In combination with a healthy lifestyle, patients with diabetes should properly follow to pharmacological therapy indicated for the clinical profile of each individual.1 Based on the results of the SDSCA in this study, medication adherence was the best performed self-care behavior by the participants, indicating the recognition of the importance of medications, despite the existence of several individual (taking medication when they remember and forgetting the dosage), social (low socioeconomic status and travel difficulties), and procedural (medication shortages and unavailability in local services) constraints. In addition, since the results for the other self-care dimensions related to non-pharmacological therapy were much lower (except for smoking), the greater adherence to pharmacological therapy may indicate that taking medication requires fewer behavioral changes than those linked to lifestyle changes needed for diabetes management.

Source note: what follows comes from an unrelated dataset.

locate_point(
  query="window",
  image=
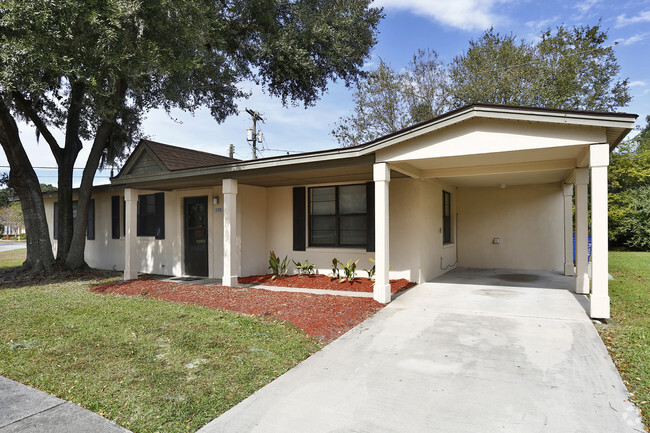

Since this is a cross-sectional study, it has the limitation of not being able to identify more precise causal links between the variables. Another limitation is that we do not have information on the type of diabetes. The strengths of this study include the novelty of being conducted in a Brazilian rural community setting among patients with decompensated diabetes. Furthermore, it provides insights that promote a more attentive and qualified health team, guiding their actions for diabetes management, thereby enabling better outreach strategies for patients in rural communities.

Conclusion

Considering all the results discussed herein, the self-care assessment of patients with diabetes in this study demonstrated that the participants have a negative self-care score that is related to various difficulties faced by them during self-care and high HbA1c levels. Therefore, as a way of improving diabetes management, family health units should optimize the monitoring of patients with guaranteed access to medication, offer monitoring tests, and assess the need for medication adjustments. Moreover, it is especially important that the health teams continuously conduct awareness and educational activities with a greater focus on the non-pharmacological elements of self-care. This is because lifestyle changes is reported in the literature as being highly difficult, and moreover such dimensions obtained unsatisfactory results in the present study.

Acknowledgments

We are grateful to the Municipal Health Department and the Family Health Teams of the four health units (where the study was conducted) for their support and acceptance of the study’s proposals. This study was financed in part by the Coordenação de Aperfeiçoamento de Pessoal de Nível Superior - Brasil (CAPES) - Finance Code 001 and Medtronic Foundation.

Disclosure

The authors report no conflicts of interest in this work.